Microstructural Study of Aluminium Alloy A390 After Milling Process

Aluminium alloy has been receiving a lot of attention from the automotive industry due to its lightweight characteristic that can lead to a reduction in fuel consumption. It is a well-known fact that light components made from aluminium alloy are more cost effective when it comes to the manufacture of block engines and pistons than those made from steel. Among the aluminium alloy fabrications that have grabbed the attention of researchers are alloy mould casting with 9.5 wt.% Si (383), alloy sand mining with 18.5 wt.% Si (A390) and alloy spraying with 25 wt.% Si (Al-25Si).
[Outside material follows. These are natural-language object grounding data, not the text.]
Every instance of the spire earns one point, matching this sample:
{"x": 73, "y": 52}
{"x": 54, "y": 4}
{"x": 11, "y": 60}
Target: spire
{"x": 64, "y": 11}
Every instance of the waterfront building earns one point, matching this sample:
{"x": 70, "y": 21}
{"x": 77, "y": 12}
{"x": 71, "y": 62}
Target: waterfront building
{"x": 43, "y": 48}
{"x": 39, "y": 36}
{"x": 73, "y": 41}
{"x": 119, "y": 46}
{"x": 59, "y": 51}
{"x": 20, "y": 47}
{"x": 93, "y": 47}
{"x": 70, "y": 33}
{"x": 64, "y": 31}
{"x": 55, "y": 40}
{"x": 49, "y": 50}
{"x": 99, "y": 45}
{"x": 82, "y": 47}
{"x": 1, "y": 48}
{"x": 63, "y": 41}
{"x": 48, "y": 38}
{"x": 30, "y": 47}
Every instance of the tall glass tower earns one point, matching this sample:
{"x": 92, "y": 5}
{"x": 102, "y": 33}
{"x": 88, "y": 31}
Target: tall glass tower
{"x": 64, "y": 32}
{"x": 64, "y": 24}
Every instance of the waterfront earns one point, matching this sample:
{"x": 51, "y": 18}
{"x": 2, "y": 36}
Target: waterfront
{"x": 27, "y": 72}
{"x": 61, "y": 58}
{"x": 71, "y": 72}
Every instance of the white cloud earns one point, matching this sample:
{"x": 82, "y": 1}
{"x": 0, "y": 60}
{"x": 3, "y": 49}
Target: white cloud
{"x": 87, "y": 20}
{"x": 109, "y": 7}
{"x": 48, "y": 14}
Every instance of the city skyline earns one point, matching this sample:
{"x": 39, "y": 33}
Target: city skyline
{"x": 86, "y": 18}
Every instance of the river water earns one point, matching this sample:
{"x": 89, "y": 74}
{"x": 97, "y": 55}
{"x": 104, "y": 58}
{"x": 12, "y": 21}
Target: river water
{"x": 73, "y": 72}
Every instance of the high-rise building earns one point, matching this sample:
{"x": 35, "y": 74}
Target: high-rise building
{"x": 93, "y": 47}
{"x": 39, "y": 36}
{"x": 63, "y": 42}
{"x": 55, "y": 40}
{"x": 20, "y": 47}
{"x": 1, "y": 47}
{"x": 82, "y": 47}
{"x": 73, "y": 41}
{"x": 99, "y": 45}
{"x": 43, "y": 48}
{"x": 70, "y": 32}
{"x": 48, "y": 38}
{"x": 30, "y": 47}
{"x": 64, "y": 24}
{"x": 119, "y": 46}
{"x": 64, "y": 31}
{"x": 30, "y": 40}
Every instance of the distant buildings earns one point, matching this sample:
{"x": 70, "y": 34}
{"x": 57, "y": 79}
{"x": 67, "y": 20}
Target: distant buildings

Alloy 390 is suitable for replacing metal cast components due to its higher silicon content, which can help to reduce heat expansion and has good corrosion characteristics. This research presents an observation of the microstructure of aluminium alloys after the machining process. The cutting parameters used were a cutting speed of 250-350 mm/min, feed rate of 0.02-0.04 mm/tooth, and radial width of cut of 12.5 mm-25 mm. while the depth of cut was kept constant at 0.3 mm. The machining process was carried out under dry and cryogenic conditions. The resultant observation of the microstructure showed the effects of the heat generated during the cutting process at a cutting speed of 350 m/min, feed rate of 0.02 mm/tooth and radial width of cut of 12.5 mm under dry conditions with a worn cutting tool, while for the other cutting parameters, no effects from the heat were observed. No changes in the microstructure were observed through the use of the stated cutting parameters. This showed that the temperature generated during the cutting process was low, and thus, did not cause any changes to the microstructure within the range of the studied cutting parameters.